Osprey Reef is a submerged atoll in the Coral Sea, northeast of Queensland, Australia. It is part of the Northwestern Group of the Coral Sea Islands. Osprey Reef is roughly oval in shape, measuring 25 by 12 km, and covers around 195 km2. It has a perimeter of 69.5 km. The central lagoon is only 30 m deep.

The reef sits atop a seamount in deep water.

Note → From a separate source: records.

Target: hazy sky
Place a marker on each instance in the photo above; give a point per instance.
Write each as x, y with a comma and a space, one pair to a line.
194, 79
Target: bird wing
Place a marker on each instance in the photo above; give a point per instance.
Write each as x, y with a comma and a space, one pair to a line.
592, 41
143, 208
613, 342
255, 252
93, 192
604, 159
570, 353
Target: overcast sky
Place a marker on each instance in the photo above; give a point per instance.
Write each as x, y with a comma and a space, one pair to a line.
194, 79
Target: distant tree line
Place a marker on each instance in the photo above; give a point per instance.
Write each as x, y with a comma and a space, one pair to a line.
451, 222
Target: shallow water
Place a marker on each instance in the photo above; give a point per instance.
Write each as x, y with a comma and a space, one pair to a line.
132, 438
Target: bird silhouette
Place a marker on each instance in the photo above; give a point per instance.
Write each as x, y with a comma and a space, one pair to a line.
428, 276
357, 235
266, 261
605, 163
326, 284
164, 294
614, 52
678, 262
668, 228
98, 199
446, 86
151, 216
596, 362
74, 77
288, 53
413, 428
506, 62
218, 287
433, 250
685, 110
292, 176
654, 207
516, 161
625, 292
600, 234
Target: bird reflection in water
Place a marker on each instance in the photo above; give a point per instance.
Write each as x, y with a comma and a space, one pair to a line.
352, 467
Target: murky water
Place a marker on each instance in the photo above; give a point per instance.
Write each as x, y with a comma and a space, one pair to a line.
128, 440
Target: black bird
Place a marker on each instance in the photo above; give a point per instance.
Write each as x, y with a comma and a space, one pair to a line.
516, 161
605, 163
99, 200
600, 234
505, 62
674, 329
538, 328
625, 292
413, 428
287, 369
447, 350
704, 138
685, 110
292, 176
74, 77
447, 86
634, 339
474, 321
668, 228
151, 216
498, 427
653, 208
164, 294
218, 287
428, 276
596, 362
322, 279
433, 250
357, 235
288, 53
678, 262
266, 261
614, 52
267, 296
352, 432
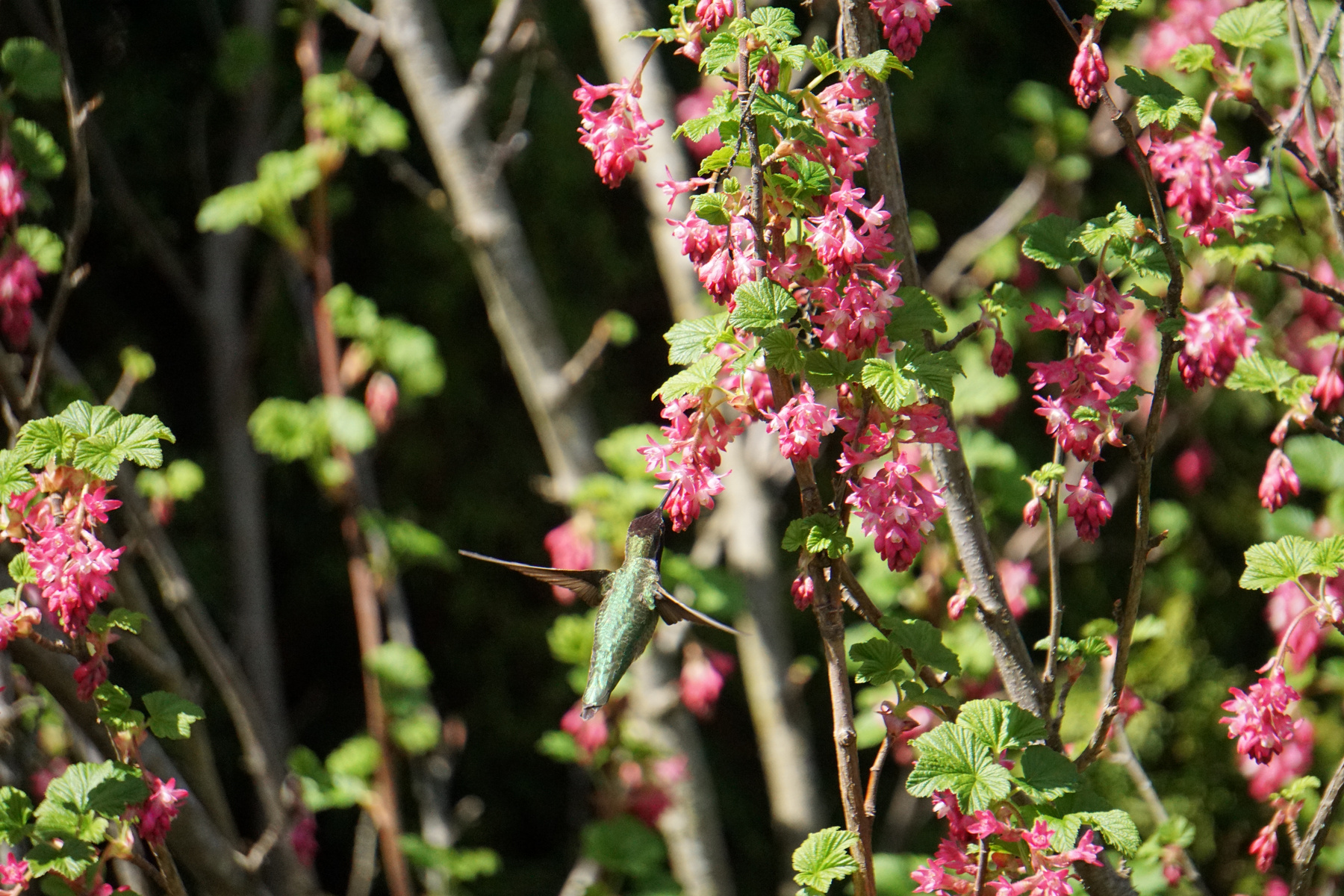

It is an isolated location some 60 km from other reefs. The almost vertical reef walls, which rise from a depth of about 2000 m, are home to a dwarf form of Nautilus pompilius that is isolated from other nautilus populations by more than 100 km. Schindleria brevipinguis, one of the world's smallest fish, is found in the Osprey Reef lagoon.

The reef has no intertidal or emerged sand cay. The surrounding waters are part of the South Equatorial Current. The reef is protected within the Coral Sea Commonwealth Marine Reserve.

==Corals==
A 2009 expedition aimed to make discoveries in the deeper parts of the reef between 92 and 800 m below sea level. Relict fauna communities consisting of rock sponges, glass sponges, brachiopods and stalked sea lilies were discovered.

==Diving==
The reef has been described as the "ultimate reef diving adventure". The reef is home to large and colourful soft corals. Sharks are common.